Wer als Freiberufler seine berufliche Existenz aufbauen möchte, sollte mit zu niedrigen Preisen vorsichtig sein.

Sicher, einige Kunden lassen sich davon locken, andere wiederum schließen von allzu niedrigen Preisen auf eine mangelhafte Qualität der Arbeit.

Es ist zudem schwer, später den Preis nach oben zu korrigieren.

Viele Kunden werden sich sagen, warum sie denn nun für die gleiche Arbeit mehr bezahlen sollten?

Das Honorar muss immer so angelegt sein, dass es die Kosten decken kann.

Diese können bewusst niedrig gehalten werden – mit einer einfachen Internetseite, mit einem Büro in der eigenen Wohnung und dem Verzicht auf Mitarbeiter.

Der Kunde wird damit jedoch von Vornherein auch einen niedrigen Preis für die gebotene Leistung assoziieren.

Für die meisten Freiberufler gilt es, preiswert zu arbeiten. Preiswert heißt, dass die Leistung nicht zu billig angeboten wird, aber auch nicht zu teuer. Dabei ist ein Gewinn des Freiberuflers mit einkalkuliert.

Zur Verdeutlichung ein Beispiel:

Man nehme ein neues Elektronikgerät: Es wird zu einem enorm hohen Preis auf den Markt gebracht – und dort sogar zu diesem Preis verkauft. Das liegt daran, dass es eine bestimmte Zielgruppe gibt, die auf das Produkt schon lange gewartet hat und nun bereit ist, auch den hohen Preis zu zahlen.

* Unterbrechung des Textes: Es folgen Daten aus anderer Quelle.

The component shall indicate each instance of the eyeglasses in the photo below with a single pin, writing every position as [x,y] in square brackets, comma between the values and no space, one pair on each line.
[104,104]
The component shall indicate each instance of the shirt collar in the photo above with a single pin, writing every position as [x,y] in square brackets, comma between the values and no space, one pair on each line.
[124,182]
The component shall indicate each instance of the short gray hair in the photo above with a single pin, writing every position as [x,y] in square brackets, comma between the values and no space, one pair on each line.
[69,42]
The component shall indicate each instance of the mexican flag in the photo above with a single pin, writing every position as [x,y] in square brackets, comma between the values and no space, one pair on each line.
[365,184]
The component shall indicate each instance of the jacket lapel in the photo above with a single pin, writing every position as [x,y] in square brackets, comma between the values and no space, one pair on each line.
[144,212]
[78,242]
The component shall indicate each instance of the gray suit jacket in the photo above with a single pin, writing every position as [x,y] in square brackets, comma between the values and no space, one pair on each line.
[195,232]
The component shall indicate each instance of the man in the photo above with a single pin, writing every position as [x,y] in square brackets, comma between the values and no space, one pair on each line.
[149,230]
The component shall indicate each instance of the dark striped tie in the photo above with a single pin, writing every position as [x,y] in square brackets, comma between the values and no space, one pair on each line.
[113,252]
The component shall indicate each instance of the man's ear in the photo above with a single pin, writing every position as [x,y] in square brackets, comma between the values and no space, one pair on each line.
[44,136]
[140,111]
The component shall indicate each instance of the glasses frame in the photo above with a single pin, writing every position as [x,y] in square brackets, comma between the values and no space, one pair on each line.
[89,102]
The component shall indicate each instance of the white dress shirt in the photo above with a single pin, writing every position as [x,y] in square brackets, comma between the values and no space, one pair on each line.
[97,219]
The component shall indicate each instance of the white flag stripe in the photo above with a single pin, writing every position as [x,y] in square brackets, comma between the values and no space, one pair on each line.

Später wird sich der Preis relativieren und sinken, es wird eine größere Zielgruppe angesprochen.

Dieses Beispiel kann auf viele Produkte übertragen werden. Bei der Leistung eines Freiberuflers funktioniert das Prinzip aber nur bedingt. Er kann seine Leistung anfangs zu hohen Preisen anbieten, wird damit aber kaum Glück haben.

Es gibt zu viele freiberufliche Übersetzer, Dolmetscher, Texter, Grafiker oder Lektoren, die ihre Leistung anbieten.

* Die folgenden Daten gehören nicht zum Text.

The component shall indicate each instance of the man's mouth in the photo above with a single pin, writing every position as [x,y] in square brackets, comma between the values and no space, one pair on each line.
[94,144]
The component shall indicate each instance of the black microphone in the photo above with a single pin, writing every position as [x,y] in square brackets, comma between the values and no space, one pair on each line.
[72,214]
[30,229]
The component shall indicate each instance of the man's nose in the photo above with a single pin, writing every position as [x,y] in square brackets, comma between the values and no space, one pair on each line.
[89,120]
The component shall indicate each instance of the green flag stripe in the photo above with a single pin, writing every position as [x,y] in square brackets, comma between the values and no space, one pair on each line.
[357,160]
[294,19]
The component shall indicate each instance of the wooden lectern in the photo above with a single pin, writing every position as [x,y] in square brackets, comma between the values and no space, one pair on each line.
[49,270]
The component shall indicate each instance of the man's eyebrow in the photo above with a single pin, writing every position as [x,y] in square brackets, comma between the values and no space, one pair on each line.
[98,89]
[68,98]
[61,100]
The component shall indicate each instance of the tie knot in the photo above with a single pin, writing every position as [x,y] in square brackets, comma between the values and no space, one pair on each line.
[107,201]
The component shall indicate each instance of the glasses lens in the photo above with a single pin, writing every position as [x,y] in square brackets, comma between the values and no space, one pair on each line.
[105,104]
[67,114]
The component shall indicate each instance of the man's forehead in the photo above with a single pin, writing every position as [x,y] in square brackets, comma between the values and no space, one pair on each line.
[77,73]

Wer mit ganz besonderen Zusatzqualifikationen aufwarten kann, wird damit Erfolg haben, für „Otto Normalfreiberufler“ wird das nicht funktionieren.

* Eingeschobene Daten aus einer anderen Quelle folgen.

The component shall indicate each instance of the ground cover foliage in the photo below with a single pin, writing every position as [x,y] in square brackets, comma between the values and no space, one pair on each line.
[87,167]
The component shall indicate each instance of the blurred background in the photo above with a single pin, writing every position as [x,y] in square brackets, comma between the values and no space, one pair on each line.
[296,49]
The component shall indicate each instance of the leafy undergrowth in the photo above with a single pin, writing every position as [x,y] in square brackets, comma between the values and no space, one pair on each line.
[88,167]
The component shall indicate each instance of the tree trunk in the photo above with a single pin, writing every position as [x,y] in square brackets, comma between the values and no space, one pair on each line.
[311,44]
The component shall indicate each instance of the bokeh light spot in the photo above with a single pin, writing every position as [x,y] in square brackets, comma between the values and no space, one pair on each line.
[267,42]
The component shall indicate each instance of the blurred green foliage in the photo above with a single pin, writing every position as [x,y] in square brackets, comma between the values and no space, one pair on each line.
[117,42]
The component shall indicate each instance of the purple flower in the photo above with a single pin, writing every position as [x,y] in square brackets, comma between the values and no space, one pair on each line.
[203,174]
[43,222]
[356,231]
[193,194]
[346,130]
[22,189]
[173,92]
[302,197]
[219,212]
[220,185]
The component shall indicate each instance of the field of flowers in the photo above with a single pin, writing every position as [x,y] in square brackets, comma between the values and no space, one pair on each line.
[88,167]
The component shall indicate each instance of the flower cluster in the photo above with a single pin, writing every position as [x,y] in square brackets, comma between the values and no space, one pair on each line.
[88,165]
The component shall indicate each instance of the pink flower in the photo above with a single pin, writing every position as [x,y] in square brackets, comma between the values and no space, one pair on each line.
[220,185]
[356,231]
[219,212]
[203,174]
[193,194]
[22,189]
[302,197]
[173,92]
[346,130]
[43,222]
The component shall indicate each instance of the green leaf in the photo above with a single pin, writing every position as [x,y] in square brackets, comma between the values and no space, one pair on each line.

Das Vorbild der großen Unternehmen kann also nicht übertragen werden. Es wird von Vornherein eine andere Zielgruppe angesprochen. Zu niedrig darf das Honorar aber auch wieder nicht ausfallen, dann ist zum einen kein Gewinn mehr möglich, zum anderen wird eine Zielgruppe erreicht, die vielleicht so nicht gewünscht war – die Steigerungschancen sind begrenzt.